The content within the * and _ characters are multiple words and I need to somehow achieve tokenization of the span of text inside, then (so that I can) make *each* *word* surrounded by the appropriate character:
That *doggone* *foolish* *Mabel* has toasted the _bread_ _too_ _long_ again.

Now to the Mystery part: the regex I have come up with only matches when the "markup" character used is "_" (underscore, which I'll note is not a Perl-type regex metacharacter, but instead a simple alphanumeric matched by <SAMP>\w</SAMP>), not when it is "*"! WHY? This one-liner illustrates the problem and contains my regex:

perl -e '$gh = join qq[],(<STDIN>); if ($gh =~ m@(\b(\*|_)\S+\b)(.+?)(\b\S+\2\b)@s) {print join q[ ],$1, +$3,$4,q[ ];}' Happy _puppy life good_ yeah.
(there will be breaks in the line above that must be removed for testing as a "one-liner", obv.)

The output I get is this:

_puppy   life   good_
But if I use "*" instead, I get no output.

What is going here? (I am testing in <CITE>bash</CITE> on Cygwin, the UNI* emulation environment for Win32).

Thanks.     Soren

Updated:

12 Jan 2004 - just removed old crufty markup I used to use in PM posts to adjust the font size.

Replies are listed 'Best First'.
Re: Y.A.R.M.
by John M. Dlugosz (Monsignor) on Aug 16, 2001 at 08:39 UTC
    It has to do with \W matching _ but not *.

    After all, \b will have a non-letter on the left (the space) so the next char (*|_) has to be a letter, or the \b assertion won't match.

    —John

Re: Y.A.R.M.
by tachyon (Chancellor) on Aug 16, 2001 at 10:42 UTC

    \b is true at a word boundary whereas \B is true when not at a word boundary. Here is an example that does as you want and demonstrates the difference.

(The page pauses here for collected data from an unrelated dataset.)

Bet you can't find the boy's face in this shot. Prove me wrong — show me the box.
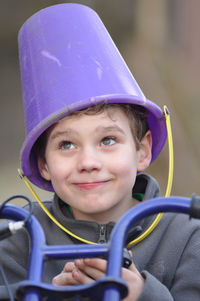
[38,107,152,223]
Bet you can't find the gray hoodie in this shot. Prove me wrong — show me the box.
[0,173,200,300]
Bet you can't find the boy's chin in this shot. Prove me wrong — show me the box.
[72,203,122,223]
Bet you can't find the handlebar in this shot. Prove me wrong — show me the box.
[1,196,200,301]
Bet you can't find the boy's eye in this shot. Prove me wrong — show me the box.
[101,137,116,146]
[60,141,75,150]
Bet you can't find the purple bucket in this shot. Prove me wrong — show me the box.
[18,3,167,191]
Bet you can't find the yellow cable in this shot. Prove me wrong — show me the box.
[163,106,174,197]
[18,105,174,247]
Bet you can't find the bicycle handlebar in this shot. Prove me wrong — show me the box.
[1,196,200,301]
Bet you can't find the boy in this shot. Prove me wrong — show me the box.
[1,3,200,300]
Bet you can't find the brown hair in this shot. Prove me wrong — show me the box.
[34,103,149,162]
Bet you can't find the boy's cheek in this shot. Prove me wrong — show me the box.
[111,160,136,181]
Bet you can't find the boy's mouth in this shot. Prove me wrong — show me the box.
[72,180,110,190]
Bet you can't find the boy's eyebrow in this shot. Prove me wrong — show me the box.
[95,125,126,135]
[50,129,78,140]
[50,125,126,140]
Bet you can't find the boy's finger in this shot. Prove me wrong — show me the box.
[62,261,75,273]
[72,267,95,284]
[74,258,106,280]
[52,272,79,286]
[84,257,107,272]
[121,261,144,284]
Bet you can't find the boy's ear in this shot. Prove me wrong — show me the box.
[137,130,152,172]
[37,157,51,181]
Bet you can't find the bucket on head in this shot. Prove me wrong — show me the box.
[18,3,167,191]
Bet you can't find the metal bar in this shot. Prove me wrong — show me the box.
[42,243,108,259]
[107,197,190,276]
[102,197,191,301]
[0,205,45,301]
[0,197,193,301]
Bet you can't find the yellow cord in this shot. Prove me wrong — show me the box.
[18,105,174,246]
[163,106,174,197]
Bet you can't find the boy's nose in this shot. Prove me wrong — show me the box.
[77,148,102,173]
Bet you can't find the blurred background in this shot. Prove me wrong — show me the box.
[0,0,200,205]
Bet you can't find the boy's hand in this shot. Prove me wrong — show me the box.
[52,256,144,301]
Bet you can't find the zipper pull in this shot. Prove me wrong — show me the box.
[98,225,107,243]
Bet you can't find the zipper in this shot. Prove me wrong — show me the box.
[98,224,107,243]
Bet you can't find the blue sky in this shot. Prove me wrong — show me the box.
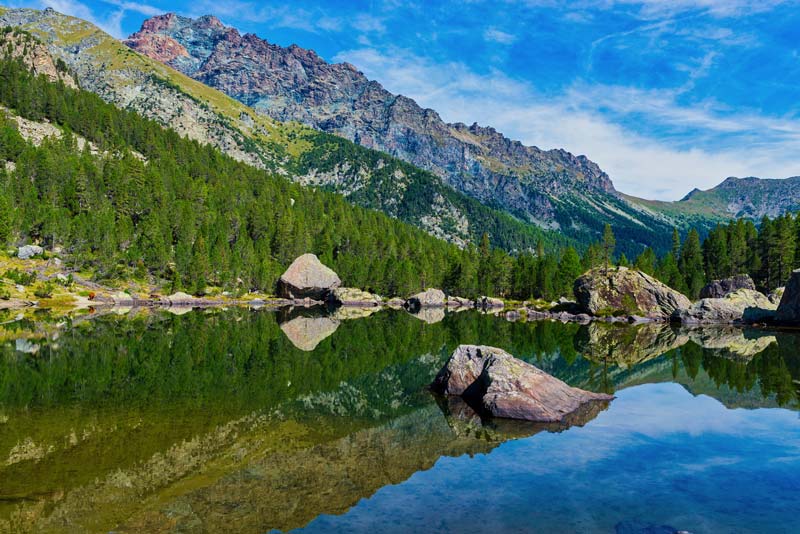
[15,0,800,200]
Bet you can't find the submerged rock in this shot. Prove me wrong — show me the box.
[278,254,341,301]
[574,267,690,319]
[431,345,613,422]
[405,288,445,311]
[673,289,775,325]
[279,316,340,351]
[776,270,800,324]
[699,274,755,299]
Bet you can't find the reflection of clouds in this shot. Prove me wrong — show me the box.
[300,382,800,533]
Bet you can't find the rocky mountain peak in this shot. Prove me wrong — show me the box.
[126,13,622,229]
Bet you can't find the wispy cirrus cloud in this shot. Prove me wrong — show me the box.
[336,46,800,199]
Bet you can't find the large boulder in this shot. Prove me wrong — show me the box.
[17,245,44,260]
[277,254,341,300]
[574,267,691,319]
[673,288,775,325]
[776,269,800,324]
[405,288,445,312]
[699,274,756,299]
[431,345,613,422]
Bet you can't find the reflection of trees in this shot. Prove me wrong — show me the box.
[676,339,799,408]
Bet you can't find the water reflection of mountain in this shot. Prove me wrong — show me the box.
[1,309,799,531]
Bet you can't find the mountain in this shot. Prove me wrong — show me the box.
[123,13,694,254]
[628,176,800,222]
[0,6,568,254]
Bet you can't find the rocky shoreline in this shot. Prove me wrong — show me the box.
[6,251,800,331]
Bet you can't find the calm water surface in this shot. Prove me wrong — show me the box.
[0,307,798,533]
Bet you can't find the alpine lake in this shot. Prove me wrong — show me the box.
[1,304,798,533]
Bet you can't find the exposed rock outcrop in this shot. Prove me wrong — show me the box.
[776,269,800,324]
[574,267,691,319]
[405,288,445,312]
[431,345,613,422]
[277,254,341,301]
[673,289,775,325]
[699,274,755,299]
[17,245,43,260]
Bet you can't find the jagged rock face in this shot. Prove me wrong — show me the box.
[699,274,756,299]
[574,267,691,319]
[125,14,622,227]
[277,253,341,300]
[673,289,775,325]
[0,28,76,87]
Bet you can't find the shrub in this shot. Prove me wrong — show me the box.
[3,268,36,286]
[33,282,54,299]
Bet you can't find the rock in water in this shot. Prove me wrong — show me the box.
[776,269,800,324]
[405,288,445,311]
[278,254,341,300]
[672,288,775,325]
[574,267,691,319]
[431,345,613,422]
[699,274,756,299]
[17,245,44,260]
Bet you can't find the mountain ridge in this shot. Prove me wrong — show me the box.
[0,6,574,253]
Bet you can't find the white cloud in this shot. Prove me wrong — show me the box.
[484,27,517,44]
[335,46,800,200]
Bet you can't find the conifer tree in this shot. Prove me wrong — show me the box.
[602,223,616,271]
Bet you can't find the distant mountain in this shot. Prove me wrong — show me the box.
[626,176,800,225]
[124,13,694,254]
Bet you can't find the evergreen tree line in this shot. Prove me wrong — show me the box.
[624,216,798,299]
[1,56,798,302]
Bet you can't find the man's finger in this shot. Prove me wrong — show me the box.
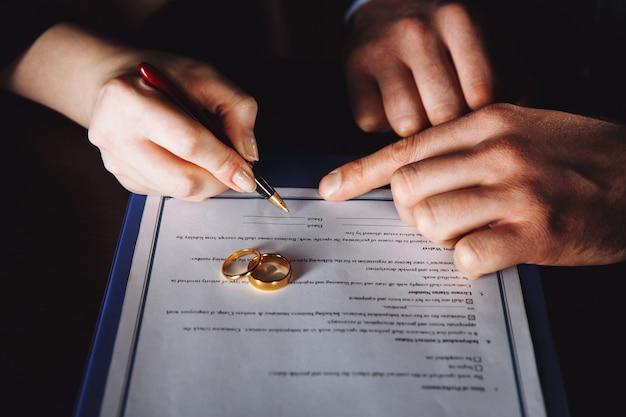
[390,150,494,208]
[319,111,493,200]
[347,70,390,132]
[375,63,428,136]
[400,29,465,125]
[402,186,506,243]
[454,223,526,278]
[434,4,494,109]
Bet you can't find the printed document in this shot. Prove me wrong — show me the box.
[100,188,545,417]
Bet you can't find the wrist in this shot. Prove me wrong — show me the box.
[6,23,143,127]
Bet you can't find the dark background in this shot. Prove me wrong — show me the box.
[2,1,625,416]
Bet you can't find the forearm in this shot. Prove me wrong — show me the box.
[3,23,140,127]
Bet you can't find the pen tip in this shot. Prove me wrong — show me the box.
[268,193,289,213]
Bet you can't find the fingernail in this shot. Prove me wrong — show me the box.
[232,168,256,192]
[319,170,341,198]
[244,134,259,161]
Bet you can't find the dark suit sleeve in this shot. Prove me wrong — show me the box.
[0,2,64,69]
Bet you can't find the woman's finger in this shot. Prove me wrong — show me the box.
[175,68,260,161]
[123,139,228,201]
[137,95,256,193]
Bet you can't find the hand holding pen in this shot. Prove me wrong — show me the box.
[88,53,287,209]
[137,62,287,211]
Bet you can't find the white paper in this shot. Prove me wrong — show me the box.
[100,188,545,417]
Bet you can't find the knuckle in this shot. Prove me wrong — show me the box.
[498,136,527,160]
[173,174,201,198]
[87,126,105,147]
[346,157,368,184]
[508,185,563,263]
[480,103,517,128]
[388,137,418,167]
[90,78,139,149]
[98,77,135,103]
[391,164,419,205]
[413,199,438,238]
[454,238,483,275]
[102,159,120,177]
[428,102,464,125]
[213,148,241,176]
[348,42,386,69]
[496,137,531,171]
[393,17,430,41]
[232,94,258,116]
[355,111,385,132]
[173,126,202,159]
[384,82,410,104]
[390,170,409,205]
[481,135,530,175]
[466,81,494,109]
[103,159,122,177]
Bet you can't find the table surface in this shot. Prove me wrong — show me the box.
[2,51,625,417]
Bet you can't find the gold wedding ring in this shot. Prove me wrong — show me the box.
[221,248,262,280]
[247,253,292,291]
[221,249,292,291]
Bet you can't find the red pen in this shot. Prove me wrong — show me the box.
[137,62,288,213]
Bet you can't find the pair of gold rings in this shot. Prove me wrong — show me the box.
[221,248,292,291]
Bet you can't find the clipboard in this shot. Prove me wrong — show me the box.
[73,153,571,417]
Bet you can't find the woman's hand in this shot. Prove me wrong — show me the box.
[89,56,259,200]
[345,0,494,136]
[319,104,626,277]
[5,24,258,200]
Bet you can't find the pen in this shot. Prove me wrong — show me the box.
[137,62,289,213]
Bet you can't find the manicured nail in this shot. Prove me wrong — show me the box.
[232,168,256,192]
[320,170,341,198]
[244,134,259,161]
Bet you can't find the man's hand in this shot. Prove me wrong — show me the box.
[345,0,494,136]
[319,104,626,277]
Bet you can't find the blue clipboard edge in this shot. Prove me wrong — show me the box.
[74,194,569,417]
[74,194,147,417]
[517,264,570,417]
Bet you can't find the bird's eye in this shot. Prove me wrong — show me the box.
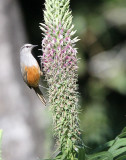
[26,46,29,48]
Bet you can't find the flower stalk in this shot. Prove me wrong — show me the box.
[40,0,82,158]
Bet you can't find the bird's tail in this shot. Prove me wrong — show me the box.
[33,87,46,106]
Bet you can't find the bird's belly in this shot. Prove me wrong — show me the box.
[25,66,40,87]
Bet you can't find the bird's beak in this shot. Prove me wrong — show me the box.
[32,45,38,49]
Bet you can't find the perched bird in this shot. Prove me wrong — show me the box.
[20,43,46,106]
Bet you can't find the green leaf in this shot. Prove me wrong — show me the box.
[112,147,126,158]
[118,127,126,138]
[115,154,126,160]
[109,138,126,152]
[122,127,126,133]
[87,151,113,160]
[91,127,126,156]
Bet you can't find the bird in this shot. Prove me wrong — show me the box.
[20,43,46,106]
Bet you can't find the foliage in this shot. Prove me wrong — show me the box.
[42,127,126,159]
[87,127,126,160]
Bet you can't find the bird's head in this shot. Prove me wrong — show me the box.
[20,44,38,53]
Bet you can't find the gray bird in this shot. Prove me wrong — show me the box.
[20,44,46,106]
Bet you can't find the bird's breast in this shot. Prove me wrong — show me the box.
[25,66,40,87]
[20,52,38,67]
[20,52,40,87]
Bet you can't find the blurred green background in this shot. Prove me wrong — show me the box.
[19,0,126,149]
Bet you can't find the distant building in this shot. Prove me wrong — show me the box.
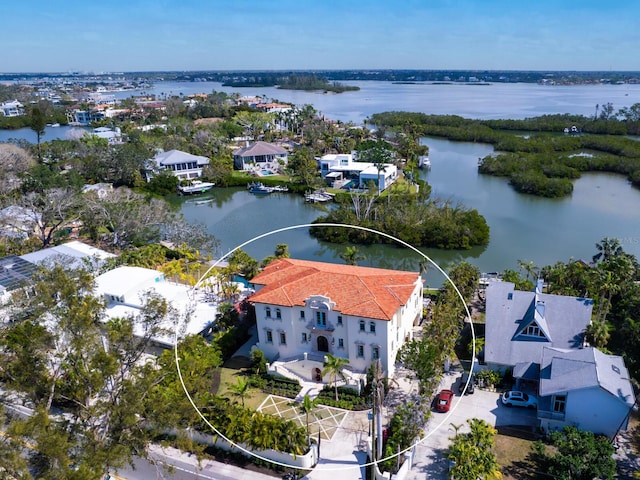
[0,100,25,117]
[316,152,398,191]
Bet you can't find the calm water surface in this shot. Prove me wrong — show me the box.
[180,136,640,284]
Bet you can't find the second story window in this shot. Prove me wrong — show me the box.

    $_ = '*that old time* music *kinda soothes* my soul'; s{ # sub ( # capture in $1 (\B[^\w\s]\b) # capture token in $2 at boundary [^\2]+? # 1 or more non tokens (minimum of) \b\2\B # matching token at boundary ) # close capture $1 } # close the first part of the regex # now generate the substitution pattern { $fnd = $1; # store what we have found $tok = $2; # this is our token to add $fnd =~ s/ # now modify $fnd (\w) # find a letter -> $1 (\s+) # space(s) -> $2 (\w) # another letter-> $3 # now add the tokens we want /$1$tok$2$tok$3/xg; $fnd # $fnd will now get substituted into our string }gex; print;

    cheers

    tachyon

    s&&rsenoyhcatreve&&&s&n.+t&"$'$`$\"$\&"&ee&&y&srve&&d&&print

Re: Y.A.R.M.
by htoug (Deacon) on Aug 16, 2001 at 10:14 UTC
    The problem lies in the "\b" at the start and end of your regex.

    See:

    $_ = "ab_"; print "\\b matches\n" if m!ab_\b!; $_ = "ab*"; print "\\b matches\n" if m!ab\*\b!;
    Only the first matches.

    So if you change your regex to:

    m@((\*|_)\S+\b)(.+?)(\b\S+\2)@s
    it seems to work.
Re: Y.A.R.M.
by physi (Friar) on Aug 16, 2001 at 10:31 UTC
    Cause I don't know anything about  \b in a regexp, I came along with this:
    perl -e '$_="*I do not know* any _perl_ish sentence";while (/(\*|_)(.* +?)(\1)/sg){print join q[ ],$1,$2,$3}'
    ----------------------------------- --the good, the bad and the physi-- -----------------------------------